Rand Paul’s tax plan protects mortgage, charitable deductions

How sacrosanct are the mortgage and charitable deductions? Libertarian-leaning Sen. Rand Paul would preserve them in his otherwise bold tax reform plan unveiled Thursday.

The Republican presidential candidate from Kentucky asserts in a Wall Street Journal op-ed that the current tax code is too onerous to fix. So he would repeal the whole thing and replace it with what he calls a “fair and flat” structure that would levy businesses and individuals at all income levels with a 14.5 percent tax. Gone would be the myriad deductions taxpayers rely on to lower their burden under the current system. Eliminated as well would be payroll taxes (automatically deducted from every employee’s paycheck.)

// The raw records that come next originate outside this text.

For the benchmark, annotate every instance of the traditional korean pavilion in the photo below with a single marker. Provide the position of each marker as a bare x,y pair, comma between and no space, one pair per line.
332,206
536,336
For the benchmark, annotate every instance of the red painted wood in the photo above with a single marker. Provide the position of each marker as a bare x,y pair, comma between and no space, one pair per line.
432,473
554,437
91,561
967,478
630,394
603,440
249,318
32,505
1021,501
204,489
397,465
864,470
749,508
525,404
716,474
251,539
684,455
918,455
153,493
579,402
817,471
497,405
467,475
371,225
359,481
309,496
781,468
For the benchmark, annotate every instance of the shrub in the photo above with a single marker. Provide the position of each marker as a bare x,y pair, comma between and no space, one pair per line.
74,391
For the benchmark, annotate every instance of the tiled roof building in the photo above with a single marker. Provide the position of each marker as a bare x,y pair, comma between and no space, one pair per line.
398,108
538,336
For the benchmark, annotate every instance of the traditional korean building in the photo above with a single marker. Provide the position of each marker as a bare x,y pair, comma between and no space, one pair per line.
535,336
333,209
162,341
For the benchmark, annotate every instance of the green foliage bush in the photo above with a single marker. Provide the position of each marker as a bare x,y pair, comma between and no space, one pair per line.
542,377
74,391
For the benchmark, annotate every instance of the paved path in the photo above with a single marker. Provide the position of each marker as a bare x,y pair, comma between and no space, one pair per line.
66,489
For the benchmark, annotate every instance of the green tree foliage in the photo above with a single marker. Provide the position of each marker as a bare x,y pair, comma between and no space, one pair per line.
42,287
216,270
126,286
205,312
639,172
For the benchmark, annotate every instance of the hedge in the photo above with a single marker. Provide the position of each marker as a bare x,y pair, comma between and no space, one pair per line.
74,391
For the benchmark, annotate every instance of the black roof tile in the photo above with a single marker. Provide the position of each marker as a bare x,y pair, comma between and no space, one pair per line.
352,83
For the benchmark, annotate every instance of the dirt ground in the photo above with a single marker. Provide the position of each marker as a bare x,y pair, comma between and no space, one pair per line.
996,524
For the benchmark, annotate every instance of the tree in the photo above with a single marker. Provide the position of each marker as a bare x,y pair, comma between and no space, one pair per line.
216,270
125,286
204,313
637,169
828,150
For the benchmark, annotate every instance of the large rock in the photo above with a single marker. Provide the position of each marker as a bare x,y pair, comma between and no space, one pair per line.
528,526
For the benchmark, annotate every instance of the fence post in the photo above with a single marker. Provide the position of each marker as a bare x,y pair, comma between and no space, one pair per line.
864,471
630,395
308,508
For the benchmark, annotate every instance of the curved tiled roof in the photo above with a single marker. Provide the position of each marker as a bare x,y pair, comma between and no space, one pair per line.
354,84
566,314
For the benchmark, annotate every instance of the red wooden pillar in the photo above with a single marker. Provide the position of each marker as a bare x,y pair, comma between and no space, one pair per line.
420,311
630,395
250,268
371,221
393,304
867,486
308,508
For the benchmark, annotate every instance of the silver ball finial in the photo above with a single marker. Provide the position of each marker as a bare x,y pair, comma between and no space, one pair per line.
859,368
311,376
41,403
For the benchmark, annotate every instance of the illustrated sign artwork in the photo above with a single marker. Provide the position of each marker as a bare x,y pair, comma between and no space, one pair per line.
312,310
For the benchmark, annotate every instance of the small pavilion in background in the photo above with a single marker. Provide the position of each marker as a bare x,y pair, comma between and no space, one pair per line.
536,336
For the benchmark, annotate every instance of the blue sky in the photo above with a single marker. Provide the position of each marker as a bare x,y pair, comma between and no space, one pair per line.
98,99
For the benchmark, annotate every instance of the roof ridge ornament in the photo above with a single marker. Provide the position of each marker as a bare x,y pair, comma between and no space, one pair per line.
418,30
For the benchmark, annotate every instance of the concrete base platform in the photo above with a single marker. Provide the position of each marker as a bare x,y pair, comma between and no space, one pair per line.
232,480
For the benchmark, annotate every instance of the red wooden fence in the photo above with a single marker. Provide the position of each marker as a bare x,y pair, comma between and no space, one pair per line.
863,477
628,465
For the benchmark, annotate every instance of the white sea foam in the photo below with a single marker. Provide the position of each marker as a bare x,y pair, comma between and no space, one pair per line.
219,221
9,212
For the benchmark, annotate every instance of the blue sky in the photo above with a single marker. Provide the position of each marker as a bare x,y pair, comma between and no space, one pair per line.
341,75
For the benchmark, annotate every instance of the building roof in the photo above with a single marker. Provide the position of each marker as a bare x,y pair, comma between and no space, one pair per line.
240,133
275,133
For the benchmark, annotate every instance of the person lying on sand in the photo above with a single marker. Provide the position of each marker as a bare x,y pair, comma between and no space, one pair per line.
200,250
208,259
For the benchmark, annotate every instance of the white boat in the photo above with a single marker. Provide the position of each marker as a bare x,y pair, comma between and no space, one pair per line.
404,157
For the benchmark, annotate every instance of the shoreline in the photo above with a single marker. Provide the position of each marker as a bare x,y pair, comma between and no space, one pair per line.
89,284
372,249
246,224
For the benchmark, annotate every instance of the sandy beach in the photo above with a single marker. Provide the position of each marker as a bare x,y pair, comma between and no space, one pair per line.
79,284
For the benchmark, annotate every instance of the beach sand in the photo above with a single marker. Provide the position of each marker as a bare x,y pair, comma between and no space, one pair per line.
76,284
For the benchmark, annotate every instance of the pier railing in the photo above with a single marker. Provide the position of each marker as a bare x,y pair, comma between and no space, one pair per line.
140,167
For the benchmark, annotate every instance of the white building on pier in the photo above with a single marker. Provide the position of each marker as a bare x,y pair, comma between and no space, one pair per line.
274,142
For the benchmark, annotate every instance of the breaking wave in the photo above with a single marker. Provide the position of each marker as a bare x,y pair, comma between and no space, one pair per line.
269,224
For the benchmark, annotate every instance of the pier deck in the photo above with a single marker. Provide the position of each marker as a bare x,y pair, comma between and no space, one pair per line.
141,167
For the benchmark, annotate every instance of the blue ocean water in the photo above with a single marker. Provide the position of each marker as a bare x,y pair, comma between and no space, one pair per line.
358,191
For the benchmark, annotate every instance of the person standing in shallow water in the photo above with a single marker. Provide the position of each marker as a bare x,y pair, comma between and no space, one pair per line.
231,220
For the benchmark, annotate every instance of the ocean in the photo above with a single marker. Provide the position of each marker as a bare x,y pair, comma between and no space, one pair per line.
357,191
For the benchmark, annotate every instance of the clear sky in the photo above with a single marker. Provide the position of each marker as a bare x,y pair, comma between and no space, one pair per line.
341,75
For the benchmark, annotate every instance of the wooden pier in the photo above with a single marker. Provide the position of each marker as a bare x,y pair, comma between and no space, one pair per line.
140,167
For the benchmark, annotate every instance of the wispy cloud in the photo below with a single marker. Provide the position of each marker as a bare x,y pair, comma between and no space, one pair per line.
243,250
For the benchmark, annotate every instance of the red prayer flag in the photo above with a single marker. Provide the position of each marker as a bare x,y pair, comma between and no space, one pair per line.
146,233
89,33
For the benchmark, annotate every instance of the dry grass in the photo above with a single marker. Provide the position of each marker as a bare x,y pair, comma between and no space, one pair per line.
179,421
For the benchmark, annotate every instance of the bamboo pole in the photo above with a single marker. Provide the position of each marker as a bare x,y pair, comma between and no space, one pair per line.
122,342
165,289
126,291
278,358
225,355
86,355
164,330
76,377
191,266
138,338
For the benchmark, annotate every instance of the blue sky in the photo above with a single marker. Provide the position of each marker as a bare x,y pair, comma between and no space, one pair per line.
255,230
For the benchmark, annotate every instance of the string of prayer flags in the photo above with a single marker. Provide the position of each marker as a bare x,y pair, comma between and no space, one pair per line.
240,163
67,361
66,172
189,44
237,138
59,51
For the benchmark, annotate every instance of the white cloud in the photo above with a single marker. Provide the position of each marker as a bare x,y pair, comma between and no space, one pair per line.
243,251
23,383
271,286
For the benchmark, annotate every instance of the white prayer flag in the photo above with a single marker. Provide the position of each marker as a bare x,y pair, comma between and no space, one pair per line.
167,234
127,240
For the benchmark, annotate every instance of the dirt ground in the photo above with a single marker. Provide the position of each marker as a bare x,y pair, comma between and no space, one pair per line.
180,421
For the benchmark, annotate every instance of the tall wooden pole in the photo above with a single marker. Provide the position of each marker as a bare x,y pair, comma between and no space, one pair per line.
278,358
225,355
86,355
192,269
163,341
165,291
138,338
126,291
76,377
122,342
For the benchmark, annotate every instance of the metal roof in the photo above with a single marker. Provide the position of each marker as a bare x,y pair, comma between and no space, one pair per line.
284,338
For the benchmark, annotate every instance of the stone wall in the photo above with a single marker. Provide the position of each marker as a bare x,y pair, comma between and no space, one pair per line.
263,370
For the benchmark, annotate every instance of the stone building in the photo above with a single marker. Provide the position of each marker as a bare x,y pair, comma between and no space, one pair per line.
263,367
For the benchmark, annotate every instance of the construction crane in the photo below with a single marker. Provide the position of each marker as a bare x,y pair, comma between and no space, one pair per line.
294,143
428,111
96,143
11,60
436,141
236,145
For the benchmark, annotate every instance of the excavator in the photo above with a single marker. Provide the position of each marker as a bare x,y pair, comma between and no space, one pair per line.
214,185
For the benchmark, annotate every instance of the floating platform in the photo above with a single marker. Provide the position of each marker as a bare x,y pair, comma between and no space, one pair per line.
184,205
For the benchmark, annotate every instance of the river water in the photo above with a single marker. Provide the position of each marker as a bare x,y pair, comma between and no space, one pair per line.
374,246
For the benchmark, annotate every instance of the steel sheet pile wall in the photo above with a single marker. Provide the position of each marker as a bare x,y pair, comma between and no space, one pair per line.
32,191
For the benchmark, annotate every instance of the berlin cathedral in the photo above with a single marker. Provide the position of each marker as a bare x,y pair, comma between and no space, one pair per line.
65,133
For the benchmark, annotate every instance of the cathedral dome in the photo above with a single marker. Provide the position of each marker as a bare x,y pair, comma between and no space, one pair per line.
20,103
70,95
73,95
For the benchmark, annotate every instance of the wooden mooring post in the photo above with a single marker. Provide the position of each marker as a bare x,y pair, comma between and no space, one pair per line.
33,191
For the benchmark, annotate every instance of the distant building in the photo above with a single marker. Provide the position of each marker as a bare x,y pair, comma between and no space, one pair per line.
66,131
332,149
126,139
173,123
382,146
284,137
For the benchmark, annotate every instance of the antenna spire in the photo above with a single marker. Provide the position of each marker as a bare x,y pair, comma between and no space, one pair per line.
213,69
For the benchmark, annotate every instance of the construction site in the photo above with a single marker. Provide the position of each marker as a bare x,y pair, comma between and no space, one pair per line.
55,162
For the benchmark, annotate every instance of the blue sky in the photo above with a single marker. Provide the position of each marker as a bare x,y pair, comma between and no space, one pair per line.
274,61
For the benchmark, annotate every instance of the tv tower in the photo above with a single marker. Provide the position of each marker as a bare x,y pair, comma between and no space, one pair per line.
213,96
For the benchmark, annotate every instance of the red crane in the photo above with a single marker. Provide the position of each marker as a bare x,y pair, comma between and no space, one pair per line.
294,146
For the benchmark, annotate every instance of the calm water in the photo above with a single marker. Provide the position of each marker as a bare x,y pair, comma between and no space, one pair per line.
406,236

But perhaps recognizing the political peril of messing with the home mortgage deduction that so many homeowners have built into their financial planning and property values, and the popularity of tax deductions for charitable giving among many religious voters and social conservatives, Paul’s plan “to eliminate all corporate welfare: no more subsidies or handouts” would leave those carve outs untouched.

“My tax plan would blow up the tax code and start over,” Paul wrote in the Journal.

Interestingly, Paul’s overhaul would create a new tax code that was somewhat progressive in nature. Under his plan, the first $50,000 in income earned by a family would not be taxed at all, and “low-income working families” would continue to be eligible for the earned-income tax credit, which is essentially a transfer payment to eligible families that comes from taxes paid by other taxpayers.

Paul is billing the plan as a $2 trillion tax cut.

“The plan is an economic steroid injection. Because the Fair and Flat Tax rewards work, saving, investment and small business creation, the Tax Foundation estimates that in 10 years it will increase gross domestic product by about 10%, and create at least 1.4 million new jobs,” he said.